Turn an Excel workbook (or Google Sheet) into a multi-user web app — forms, validation, lookups, import/export and more.

Calculated measures & percentagesReference

A calculated measure is a formula you name once and reuse anywhere. Add a measure row to your Report_ sheet: its Title is the name, its Measure cell is the formula. Then write that name in any widget's Measure cell:

WidgetTitleMeasure
measureProfitsum(total_amount) - sum(cost)
kpiProfitProfit

The KPI shows profit across the (filtered) records — and “Profit” is now available to every chart, pivot and table on the dashboard.

Two ways to write a formula. Over aggregatessum(amount) - sum(cost), computed once per group — or per recordamount - cost, computed on each row and then summarized. Use aggregates for ratios; use per-record when the math must happen before totalling.

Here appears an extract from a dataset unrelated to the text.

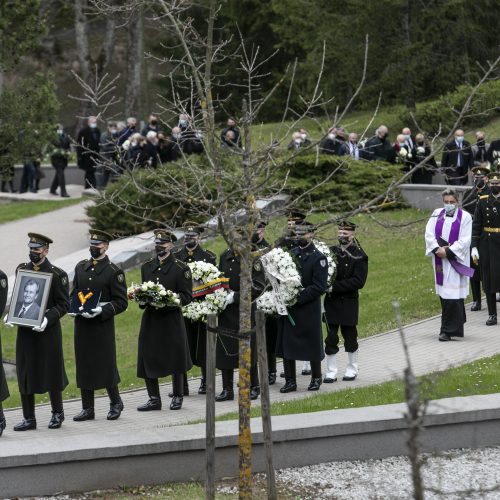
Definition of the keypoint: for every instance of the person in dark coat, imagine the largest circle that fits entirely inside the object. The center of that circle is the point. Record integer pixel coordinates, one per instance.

Percentages. Pick % of total or % of group in the Summarize column to read any value as a share. In formulas, pct_of(a, b) is the share a ÷ b, and variance_pct(a, b) is (a − b) ÷ b — both display as percents. A plain ratio like sum(debt) / sum(equity) stays a bare number.

Currency and units follow your fields. A measure built from money shows money — Profit keeps your currency. Multiplying or dividing by a scalar (a constant, a count, or a unit-less quantity) keeps it too, so an average price like sum(line_amount) / sum(quantity) still shows the currency. Mixing currencies, or dividing money by money, falls back to a plain number.

Overriding the display. Wrap a value in scalar(…) to strip its unit on purpose — sum(line_amount) / scalar(sum(quantity)) keeps the currency even when the quantity has units. Or add a Unit column to the measure row to force the format: a currency code (USD), a unit code (KGM), %, or plain.

Dividing by zero shows a blank (—), never a misleading 0. Calculated measures also appear in a flat table's column chooser, and their names translate via the Translation_ sheet (Object Type measure).